Do you Know the History of These 7 Barnard Buildings?

At Barnard, we constantly throw around the names of people we don’t know.

“Wanna grab lunch in Hewitt later?”

“Oh, I’m running to Milbank.”

“I live in Reid 6."

While their names may be memorialized on Barnard’s campus forever, their histories are largely unknown. Here's a look behind the names of seven of your favorite Barnard buildings.

  1. 1. Sulzberger Hall

    Named for: Iphigene Ochs Sulzberger

    Who are/were they?: Sulzberger, BC 1914, was the daughter of New York Times publisher Adolph Ochs. Today, the New York Times is still run by the Sulzberger family. Sulzberger served on the board of trustees for multiple institutions, including Barnard, the Hebrew Union College-Jewish Institute of Religion, and the University of Chattanooga.

    Fun fact: Sulzberger was one of the largest contributors to the United Negro College Fund.

  2. 2. Reid Hall

    Named for: Helen Rogers Reid

    Who are/were they?: After graduating from Barnard in 1903, Reid worked as the private secretary of Elisabeth Reid, wife of the U.S. ambassador to the U.K. and France.
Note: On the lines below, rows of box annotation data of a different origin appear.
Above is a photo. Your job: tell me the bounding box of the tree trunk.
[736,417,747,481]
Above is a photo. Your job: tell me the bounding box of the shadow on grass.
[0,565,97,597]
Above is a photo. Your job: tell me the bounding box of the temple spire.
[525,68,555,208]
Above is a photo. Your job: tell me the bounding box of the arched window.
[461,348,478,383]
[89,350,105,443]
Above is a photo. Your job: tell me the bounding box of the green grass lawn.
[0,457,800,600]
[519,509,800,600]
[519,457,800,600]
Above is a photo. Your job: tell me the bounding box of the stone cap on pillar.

While employed by Reid, Helen met Ogden Reid (Elisabeth’s son), and they were married. Ogden brought her into work for him at the New York Tribune, where she started in advertising and ended up supervising the Tribune’s merger with the New York Herald. After Ogden’s death in 1947, she became the president of the paper.

    Fun fact: Reid was the youngest of 11 children.

  3. 3. Hewitt Hall

    Named for: Abram S. Hewitt

    Who are/were they?: Hewitt was a U.S. representative for New York, and is credited as the father of the New York City subway system. He also helped to uncover and stop the infamous corruption “Tweed Ring” at Tammany Hall (AP U.S. History, come thru). After his time in public service, he served as Barnard's chairman of the board of trustees.

    Fun fact: After pulling out his oxygen tube, Hewitt’s last words were: “And now, I am officially dead.”

  4. 4. Barnard Hall

    Named for: Frederick Barnard

    Who are/were they?: Frederick Barnard was Columbia’s 10th president. He pushed for women to be accepted into Columbia College but was repeatedly shot down by Columbia’s board of trustees. When Barnard College was founded in 1889, it was named after him in commemoration of his desire for women’s education.

    Fun fact: Barnard was once tried by the Ole Miss board of trustees for taking the testimony of an enslaved person who accused a white student of raping her.

  5. 5. The Milstein Center

    Named for: Cheryl and Philip Milstein

    Who are/were they?: Cheryl Milstein, BC '82, is the current chair of Barnard's board of trustees, and her husband, Philip Milstein, CC '71, hails from the affluent Milstein family (once valued at $3 billion), and is the president of Emigrant Savings Bank. Cheryl Milstein worked as a lawyer before turning her attention to philanthropy.

    Fun fact: The Glicker-Milstein Theatre in the Diana Center is also named after Cheryl Milstein.

  6. 6. Altschul Hall

    Named for: Helen Goodhart Altschul

    Who are/were they: Altschul, BC 1907, was a trustee emeritus of the school. Altschul hailed from an influential family: she was the granddaughter of Mayer Lehman, one of the three Lehman brothers, who were at one time in charge of Lehman Brothers, the fourth largest investment bank in America (it’s worth noting that the Lehman family made a majority of their money profiting from the slave trade). Lehman Brothers filed for bankruptcy in September 2008, the largest one in history, and it is cited as one of the major factors in the 2008 financial crisis.

    Fun fact: In 1984, Barnard named a professorship after Altschul.

  7. 7. Milbank Hall

    Named for: Elizabeth Milbank Anderson

    Who are/were they?: Having inherited $10 million ($249 million today) from her father, Elizabeth Milbank Anderson dedicated a large portion of her time and wealth towards philanthropy. Anderson was a huge advocate for education, specifically for women and African-Americans. She also donated to causes that helped World War I veterans with shell shock, provided school lunches to impoverished children, and improved public health by building more public restrooms.

    Fun fact: Milbank was one of the largest benefactors of Barnard College until her death in 1921.

Now that you know the history behind the buildings we use everyday, go and impress your friends with your niche fun facts.